Train Lite (Embedded Friendly) Object Detection models using https://github.com/open-mmlab/mmdetection

TexasInstruments, updated 🕥 2023-01-09 04:49:31

EdgeAI-MMDetection

Notice

  • If you have not visited the landing page of at https://github.com/TexasInstruments/edgeai, please do so before attempting to use this repository. We skip most of the introduction in this repository.
  • This repository is located in Github at: https://github.com/TexasInstruments/edgeai-torchvision

This repository is an extension of the popular mmdetection open source repository for object detection training. While mmdetection focuses on a wide variety of models, typically at high complexity, we focus on models that are optimized for speed and accuracy so that they run efficiently on embedded devices. For this purpose, we have added a set of embedded friendly model configurations and scripts - please see the Usage for more information.

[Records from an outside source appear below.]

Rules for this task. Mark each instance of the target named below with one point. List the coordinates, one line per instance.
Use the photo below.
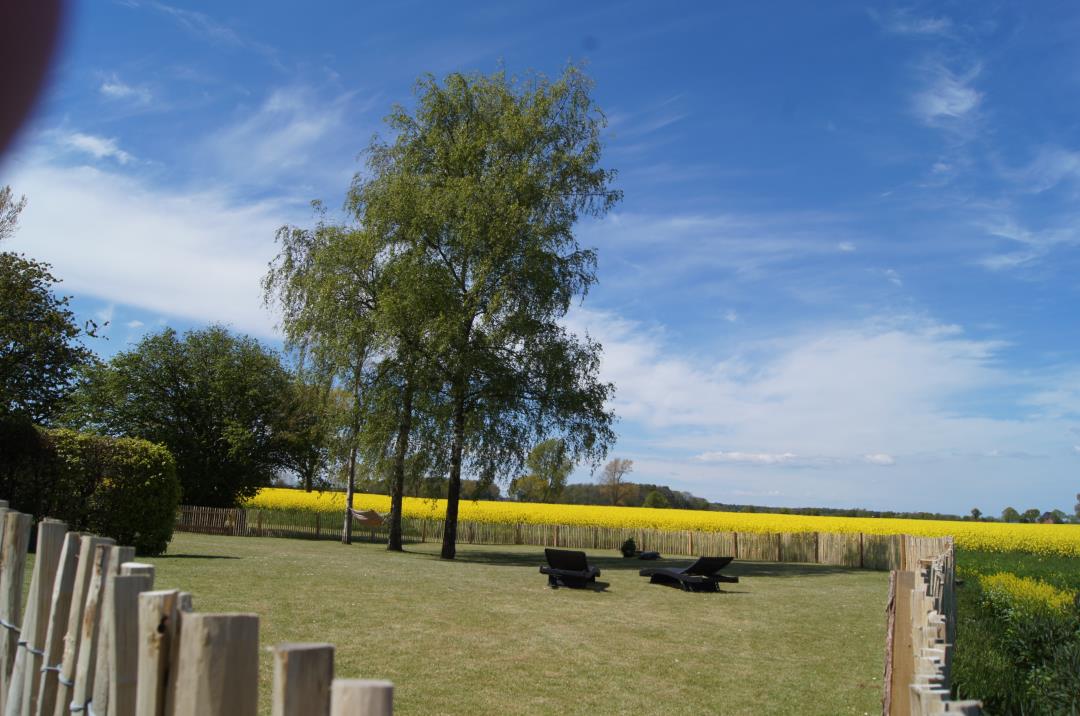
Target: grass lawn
(485, 635)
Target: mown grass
(484, 634)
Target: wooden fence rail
(921, 632)
(882, 552)
(94, 639)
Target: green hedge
(123, 488)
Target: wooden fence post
(157, 631)
(99, 698)
(36, 620)
(42, 700)
(82, 692)
(217, 672)
(353, 697)
(16, 539)
(122, 659)
(302, 674)
(65, 679)
(184, 608)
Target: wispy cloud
(811, 413)
(750, 458)
(196, 255)
(113, 88)
(95, 146)
(1051, 165)
(205, 27)
(1035, 244)
(906, 22)
(282, 134)
(948, 96)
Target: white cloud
(115, 89)
(904, 22)
(1050, 167)
(948, 96)
(1036, 244)
(282, 136)
(184, 254)
(96, 147)
(751, 458)
(810, 413)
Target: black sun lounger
(699, 577)
(568, 568)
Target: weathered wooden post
(42, 700)
(99, 697)
(217, 670)
(302, 674)
(82, 692)
(157, 633)
(353, 697)
(16, 539)
(36, 620)
(122, 659)
(90, 548)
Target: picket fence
(95, 638)
(921, 633)
(845, 550)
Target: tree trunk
(454, 489)
(397, 489)
(347, 528)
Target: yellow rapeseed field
(994, 537)
(1027, 593)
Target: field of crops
(987, 537)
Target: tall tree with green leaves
(482, 187)
(220, 403)
(40, 348)
(346, 299)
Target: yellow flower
(995, 537)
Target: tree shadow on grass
(197, 556)
(739, 568)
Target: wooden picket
(95, 639)
(921, 631)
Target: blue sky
(842, 274)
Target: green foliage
(122, 488)
(440, 308)
(1013, 653)
(612, 480)
(655, 499)
(220, 403)
(1030, 515)
(39, 338)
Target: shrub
(123, 488)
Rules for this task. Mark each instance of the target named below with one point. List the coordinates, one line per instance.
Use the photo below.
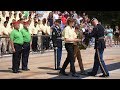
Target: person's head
(20, 15)
(21, 20)
(44, 21)
(5, 23)
(106, 26)
(94, 22)
(11, 24)
(15, 15)
(116, 27)
(16, 25)
(35, 23)
(50, 15)
(57, 22)
(7, 18)
(3, 13)
(39, 21)
(77, 27)
(25, 25)
(70, 22)
(10, 14)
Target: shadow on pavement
(110, 67)
(6, 71)
(46, 68)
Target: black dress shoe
(63, 73)
(15, 71)
(58, 68)
(90, 74)
(104, 76)
(83, 73)
(75, 75)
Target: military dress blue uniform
(98, 34)
(57, 44)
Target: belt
(101, 37)
(59, 38)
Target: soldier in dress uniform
(57, 43)
(98, 34)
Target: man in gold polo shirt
(26, 45)
(16, 38)
(69, 38)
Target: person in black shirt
(98, 34)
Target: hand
(77, 40)
(14, 50)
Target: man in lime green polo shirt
(27, 39)
(16, 39)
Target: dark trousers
(25, 55)
(77, 54)
(16, 57)
(34, 43)
(70, 58)
(59, 55)
(98, 61)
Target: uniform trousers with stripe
(99, 62)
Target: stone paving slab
(42, 65)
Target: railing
(40, 44)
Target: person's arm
(54, 38)
(92, 33)
(11, 41)
(67, 39)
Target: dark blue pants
(34, 43)
(25, 55)
(59, 55)
(16, 57)
(98, 61)
(70, 57)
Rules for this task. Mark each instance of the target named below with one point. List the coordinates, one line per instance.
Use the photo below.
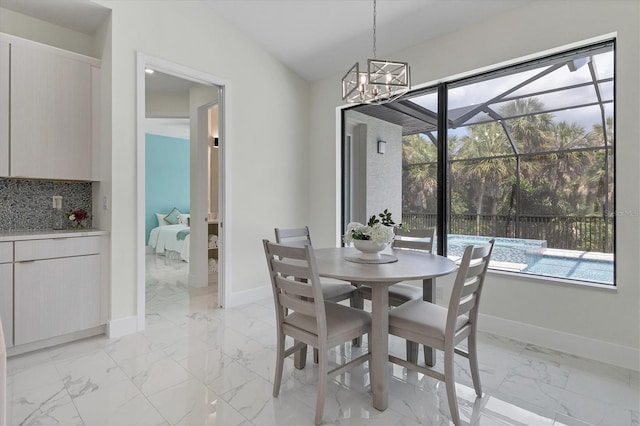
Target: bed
(171, 240)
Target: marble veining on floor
(199, 365)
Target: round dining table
(410, 265)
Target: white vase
(369, 250)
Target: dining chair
(304, 315)
(414, 239)
(444, 328)
(332, 291)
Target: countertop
(49, 233)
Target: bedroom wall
(166, 176)
(598, 323)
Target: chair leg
(450, 383)
(357, 302)
(473, 363)
(412, 352)
(277, 380)
(323, 369)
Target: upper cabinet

If the accuracy degradation with Post Training Quantization (PTQ) is higher than expected, this repository provides instructions and functionality required to do Quantization Aware Training (QAT).


Release Notes

See notes about recent changes/updates in this repository in release notes

Installation

These installation instructions were tested using Miniconda Python 3.7 on a Linux Machine with Ubuntu 18.04 OS.

Make sure that your Python version is indeed 3.7 or higher by typing:
python --version

Please clone and install EdgeAI-Torchvision as this repository uses several components from there - especially to define low complexity models and to do Quantization Aware Training (QAT) or Calibration.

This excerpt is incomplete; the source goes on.